No final da primeira temporada de "Round 6" da Netflix —alerta de spoiler depois de 2 anos, por via das dúvidas— é revelado que um elaborado e mortal concurso entre 456 concorrentes necessitados é um entretenimento para o prazer de alguns "VIPs" ricos e grosseiros, que assistem aos procedimentos horríveis usando máscaras de animais douradas.

Você pode olhar para essa situação e ver uma dramatização da forma como um sistema decadente explora almas desesperadas. Ou você pode olhar para isso e dizer: todo esse esforço de produção e eles não conseguiram monetizar o programa para um público maior?

Para todos do último grupo, agora existe "Round 6: O Desafio". O spin-off em formato de reality, cujos primeiros cinco episódios estrearam na quarta-feira (22) na Netflix, mantém o design caleidoscópico do cenário do drama, suas roupas e muitas de suas competições.

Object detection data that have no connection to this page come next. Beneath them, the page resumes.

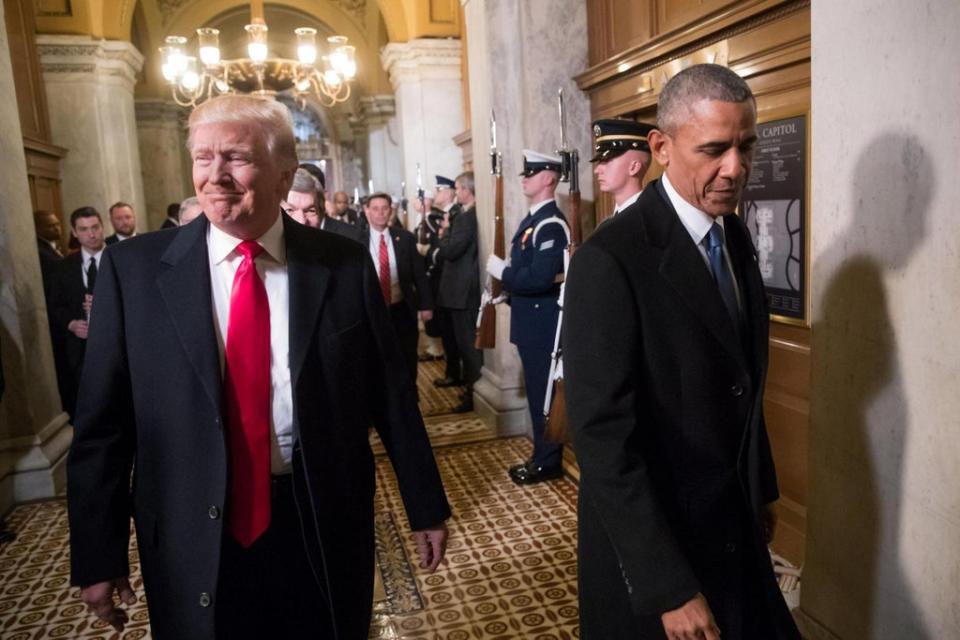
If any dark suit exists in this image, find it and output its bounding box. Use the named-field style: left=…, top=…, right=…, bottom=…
left=362, top=225, right=433, bottom=384
left=67, top=216, right=450, bottom=640
left=501, top=201, right=568, bottom=468
left=48, top=251, right=93, bottom=418
left=320, top=216, right=363, bottom=243
left=563, top=183, right=799, bottom=640
left=436, top=206, right=480, bottom=385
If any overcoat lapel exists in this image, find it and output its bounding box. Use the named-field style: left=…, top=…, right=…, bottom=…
left=638, top=181, right=751, bottom=371
left=157, top=216, right=221, bottom=411
left=283, top=215, right=330, bottom=388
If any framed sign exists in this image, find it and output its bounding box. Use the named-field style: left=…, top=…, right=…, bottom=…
left=740, top=115, right=809, bottom=326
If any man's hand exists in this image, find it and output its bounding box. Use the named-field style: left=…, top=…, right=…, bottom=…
left=660, top=593, right=720, bottom=640
left=67, top=320, right=88, bottom=340
left=413, top=523, right=447, bottom=573
left=487, top=253, right=507, bottom=280
left=760, top=502, right=777, bottom=544
left=80, top=578, right=137, bottom=632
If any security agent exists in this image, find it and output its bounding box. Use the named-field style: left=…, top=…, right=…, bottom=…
left=487, top=150, right=570, bottom=484
left=590, top=118, right=654, bottom=218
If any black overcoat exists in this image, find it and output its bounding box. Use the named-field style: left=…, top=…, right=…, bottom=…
left=67, top=215, right=449, bottom=640
left=563, top=183, right=799, bottom=640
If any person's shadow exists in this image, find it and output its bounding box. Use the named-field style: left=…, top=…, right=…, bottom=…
left=802, top=131, right=936, bottom=640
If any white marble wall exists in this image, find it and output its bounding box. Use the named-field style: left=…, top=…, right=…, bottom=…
left=135, top=100, right=194, bottom=231
left=801, top=0, right=960, bottom=640
left=37, top=35, right=149, bottom=229
left=0, top=6, right=72, bottom=514
left=463, top=0, right=593, bottom=433
left=381, top=39, right=466, bottom=209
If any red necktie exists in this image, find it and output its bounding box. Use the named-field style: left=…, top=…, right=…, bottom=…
left=223, top=240, right=270, bottom=547
left=380, top=233, right=391, bottom=307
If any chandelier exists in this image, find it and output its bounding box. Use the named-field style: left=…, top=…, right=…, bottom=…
left=160, top=0, right=357, bottom=107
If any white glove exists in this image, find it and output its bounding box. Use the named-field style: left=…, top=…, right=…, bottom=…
left=487, top=253, right=507, bottom=280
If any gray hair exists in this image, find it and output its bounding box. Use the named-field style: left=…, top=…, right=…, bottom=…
left=657, top=64, right=756, bottom=135
left=290, top=169, right=321, bottom=195
left=187, top=95, right=298, bottom=169
left=177, top=196, right=200, bottom=222
left=455, top=171, right=477, bottom=195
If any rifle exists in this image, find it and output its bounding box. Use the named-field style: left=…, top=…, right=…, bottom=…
left=474, top=111, right=507, bottom=349
left=543, top=88, right=583, bottom=443
left=417, top=162, right=430, bottom=244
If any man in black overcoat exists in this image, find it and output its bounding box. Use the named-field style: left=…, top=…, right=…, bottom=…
left=563, top=65, right=799, bottom=640
left=67, top=96, right=450, bottom=640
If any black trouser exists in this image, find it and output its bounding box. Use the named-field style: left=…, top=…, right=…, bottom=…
left=390, top=302, right=420, bottom=386
left=446, top=308, right=483, bottom=387
left=214, top=475, right=333, bottom=640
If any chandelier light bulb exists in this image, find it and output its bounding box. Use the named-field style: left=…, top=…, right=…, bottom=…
left=244, top=24, right=267, bottom=64
left=294, top=27, right=317, bottom=66
left=197, top=28, right=220, bottom=67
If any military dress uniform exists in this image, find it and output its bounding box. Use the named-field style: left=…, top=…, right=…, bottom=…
left=500, top=151, right=570, bottom=484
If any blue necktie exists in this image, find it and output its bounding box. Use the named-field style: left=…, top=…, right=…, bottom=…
left=707, top=222, right=740, bottom=332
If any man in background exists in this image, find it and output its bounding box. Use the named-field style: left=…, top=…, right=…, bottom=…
left=106, top=202, right=137, bottom=245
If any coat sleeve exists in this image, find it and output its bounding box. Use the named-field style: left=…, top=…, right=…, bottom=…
left=67, top=251, right=136, bottom=586
left=363, top=259, right=450, bottom=531
left=438, top=212, right=477, bottom=261
left=501, top=222, right=567, bottom=295
left=563, top=242, right=700, bottom=616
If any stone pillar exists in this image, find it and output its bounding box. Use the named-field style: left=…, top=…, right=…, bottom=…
left=136, top=100, right=194, bottom=231
left=381, top=39, right=463, bottom=202
left=37, top=35, right=149, bottom=230
left=799, top=0, right=960, bottom=640
left=464, top=0, right=593, bottom=434
left=0, top=0, right=73, bottom=514
left=360, top=95, right=404, bottom=197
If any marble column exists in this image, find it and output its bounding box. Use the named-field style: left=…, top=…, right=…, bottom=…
left=0, top=0, right=73, bottom=514
left=360, top=95, right=404, bottom=204
left=800, top=0, right=960, bottom=640
left=37, top=35, right=149, bottom=230
left=463, top=0, right=593, bottom=434
left=381, top=39, right=464, bottom=208
left=135, top=100, right=194, bottom=231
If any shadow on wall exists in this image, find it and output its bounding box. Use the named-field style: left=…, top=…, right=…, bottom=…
left=804, top=131, right=935, bottom=640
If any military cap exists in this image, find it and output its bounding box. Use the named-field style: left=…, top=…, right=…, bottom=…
left=520, top=149, right=560, bottom=178
left=590, top=118, right=656, bottom=162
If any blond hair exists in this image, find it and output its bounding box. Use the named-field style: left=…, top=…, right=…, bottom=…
left=187, top=95, right=298, bottom=169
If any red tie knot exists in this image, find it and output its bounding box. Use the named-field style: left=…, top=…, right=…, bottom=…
left=237, top=240, right=263, bottom=260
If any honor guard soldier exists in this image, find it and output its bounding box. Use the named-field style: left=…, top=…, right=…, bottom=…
left=590, top=119, right=654, bottom=218
left=487, top=150, right=570, bottom=484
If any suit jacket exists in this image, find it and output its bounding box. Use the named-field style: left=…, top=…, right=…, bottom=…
left=437, top=207, right=480, bottom=311
left=363, top=227, right=433, bottom=321
left=501, top=201, right=569, bottom=351
left=67, top=216, right=450, bottom=640
left=563, top=179, right=798, bottom=638
left=323, top=216, right=363, bottom=243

Ele se livra dos negócios de assassinato confusos —mais ou menos— juntamente com a maioria das ideias desconfortáveis.

O que resta é uma caixa de jogo lindamente projetada, mas vazia, um cosplay distópico assustador, uma resposta à pergunta sobre o que acontece quando você tira o cérebro de uma sátira televisiva sombria.

A visão de mundo do "Round 6" original, escrito e dirigido por Hwang Dong-hyuk, era tão sutil quanto um tiro. Devedores, criminosos e outros último-chanceiros são recrutados por uma organização misteriosa para competir em versões ampliadas de jogos de playground. Um jogador ganhará uma quantia que mudará sua vida; a penalidade por perder é a morte.

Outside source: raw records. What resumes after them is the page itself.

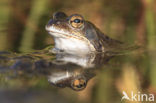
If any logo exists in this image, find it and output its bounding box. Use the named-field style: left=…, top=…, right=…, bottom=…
left=121, top=91, right=154, bottom=102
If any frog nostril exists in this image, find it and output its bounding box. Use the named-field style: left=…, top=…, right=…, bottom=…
left=47, top=19, right=55, bottom=26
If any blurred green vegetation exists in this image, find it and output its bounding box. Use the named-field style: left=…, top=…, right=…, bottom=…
left=0, top=0, right=156, bottom=103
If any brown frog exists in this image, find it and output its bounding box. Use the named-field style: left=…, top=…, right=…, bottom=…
left=46, top=12, right=130, bottom=54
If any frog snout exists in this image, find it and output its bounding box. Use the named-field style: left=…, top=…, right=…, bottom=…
left=46, top=19, right=55, bottom=27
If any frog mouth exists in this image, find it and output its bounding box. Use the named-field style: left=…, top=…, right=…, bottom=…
left=45, top=26, right=83, bottom=40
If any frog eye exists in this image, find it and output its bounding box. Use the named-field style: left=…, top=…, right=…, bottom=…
left=69, top=15, right=84, bottom=28
left=71, top=78, right=86, bottom=91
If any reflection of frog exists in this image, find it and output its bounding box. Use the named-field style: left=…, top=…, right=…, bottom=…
left=46, top=12, right=123, bottom=54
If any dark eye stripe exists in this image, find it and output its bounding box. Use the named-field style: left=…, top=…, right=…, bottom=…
left=74, top=19, right=81, bottom=23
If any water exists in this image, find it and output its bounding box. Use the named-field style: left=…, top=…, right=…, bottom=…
left=0, top=46, right=155, bottom=103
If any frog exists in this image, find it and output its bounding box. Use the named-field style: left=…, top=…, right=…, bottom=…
left=45, top=12, right=127, bottom=54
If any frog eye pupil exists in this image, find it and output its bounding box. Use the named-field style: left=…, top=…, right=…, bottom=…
left=74, top=19, right=81, bottom=23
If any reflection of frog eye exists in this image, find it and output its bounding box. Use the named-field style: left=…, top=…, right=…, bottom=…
left=71, top=78, right=86, bottom=91
left=69, top=15, right=84, bottom=28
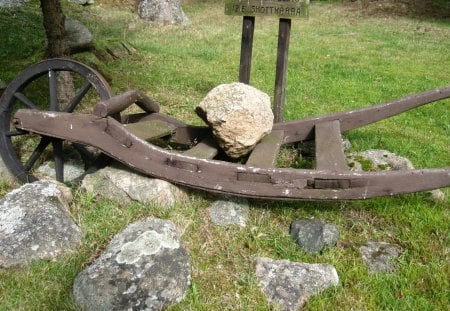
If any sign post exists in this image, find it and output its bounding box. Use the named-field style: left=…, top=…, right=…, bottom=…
left=225, top=0, right=309, bottom=122
left=239, top=16, right=255, bottom=84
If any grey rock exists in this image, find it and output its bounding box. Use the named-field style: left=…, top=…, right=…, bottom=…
left=359, top=241, right=403, bottom=273
left=0, top=0, right=30, bottom=8
left=0, top=181, right=81, bottom=267
left=209, top=197, right=249, bottom=227
left=290, top=219, right=339, bottom=253
left=81, top=167, right=186, bottom=206
left=138, top=0, right=190, bottom=25
left=195, top=83, right=273, bottom=158
left=347, top=149, right=414, bottom=172
left=256, top=257, right=339, bottom=310
left=64, top=17, right=94, bottom=54
left=73, top=218, right=191, bottom=311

Por meio do protagonista, Seong Gi-hun (Lee Jung-jae), confrontamos a questão de se é possível sobreviver ao jogo e, por extensão, a um sistema econômico implacável, e ainda manter a própria alma. O comentário poderia ser direto e óbvio; "há uma diferença entre fazer referência a algo e realmente iluminá-lo", escreveu Mike Hale no New York Times. Mas o programa tinha algo a dizer e disse com estilo.

"O Desafio" mantém o estilo, com a precisão imitativa de um gerador de imagens de inteligência artificial. Ele começa com uma montagem de cenários coloridos recriados de "Round 6" e o cantarolar da gigantesca boneca robô que presidia o jogo da "Batatinha Frita, 1, 2, 3".

Esse jogo abre "O Desafio", com a multidão completa de concorrentes, vestidos com os conhecidos macacões verdes, correndo e parando em direção à linha de chegada. Aqueles que falham, movendo-se quando deveriam estar congelados, são eliminados de forma simulada, estilo execução; pequenas cápsulas explodem sob suas camisas, respingando-os com tinta preta (aparentemente, um massacre simulado de tiros é de bom gosto desde que você não use vermelho).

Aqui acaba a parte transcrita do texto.